On such a polarized issue as the Israeli-Palestinian conflict, it is often difficult to distinguish the objective self-interests of states from the subjective preferences of American policy analysts, or at the least to acknowledge that a debate exists. Analysts make a mistake by overlooking these debates, and I am grateful to have been nudged in the right direction early on in the process of crafting my own argument. Even if the goal of highlighting the debate is to take a side in it, acknowledging the difficulty of defining its terms is important to a strong and persuasive argument.

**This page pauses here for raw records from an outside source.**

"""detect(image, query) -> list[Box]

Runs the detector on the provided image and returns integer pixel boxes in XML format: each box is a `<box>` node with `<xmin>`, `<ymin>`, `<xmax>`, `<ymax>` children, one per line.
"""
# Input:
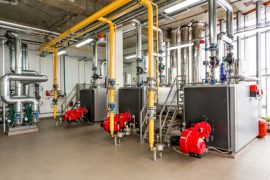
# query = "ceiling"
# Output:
<box><xmin>0</xmin><ymin>0</ymin><xmax>268</xmax><ymax>52</ymax></box>
<box><xmin>0</xmin><ymin>0</ymin><xmax>113</xmax><ymax>32</ymax></box>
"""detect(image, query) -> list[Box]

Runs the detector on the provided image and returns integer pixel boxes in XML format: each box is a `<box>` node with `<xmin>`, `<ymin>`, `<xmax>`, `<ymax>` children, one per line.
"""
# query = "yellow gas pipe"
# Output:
<box><xmin>140</xmin><ymin>0</ymin><xmax>155</xmax><ymax>150</ymax></box>
<box><xmin>38</xmin><ymin>0</ymin><xmax>156</xmax><ymax>147</ymax></box>
<box><xmin>54</xmin><ymin>4</ymin><xmax>140</xmax><ymax>48</ymax></box>
<box><xmin>98</xmin><ymin>17</ymin><xmax>116</xmax><ymax>137</ymax></box>
<box><xmin>38</xmin><ymin>0</ymin><xmax>132</xmax><ymax>51</ymax></box>
<box><xmin>52</xmin><ymin>48</ymin><xmax>59</xmax><ymax>120</ymax></box>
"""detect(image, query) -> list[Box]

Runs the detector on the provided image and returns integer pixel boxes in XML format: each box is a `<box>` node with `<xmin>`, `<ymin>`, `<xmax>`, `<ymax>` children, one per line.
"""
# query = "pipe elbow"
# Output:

One of the most egregious examples of a failure to acknowledge this difference is The Israel Lobby, a text by Stephen Walt and John Mearsheimer that argues the American "Israel Lobby" causes the U.S. to support Israel in certain ways that are against its self-interest. Walt and Mearsheimer's book suffers from many shortcomings, but one of the biggest is the failure to acknowledge the debate around U.S. self interest. Ask a liberal and a conservative what U.S. self-interest is regarding foreign policy and one is likely to get different answers. While at the moment both parties are aligned on some foreign policy issues, this has not historically been the case and is not at all guaranteed to persist in the long term. Walt and Mearsheimer are concerned about U.S. interests, but interests as they subjectively define them. The outcome is an argument about the "Israel Lobby" which is less than convincing, to say the least.
Analysts must be careful to note their own subjective biases in framing their research. While such preferences are the sign of a deep investment in the subject matter, they also can lead us astray. Most importantly, no analyst should consider him or herself above the subjective perceptions which all people bring to their understanding of politics.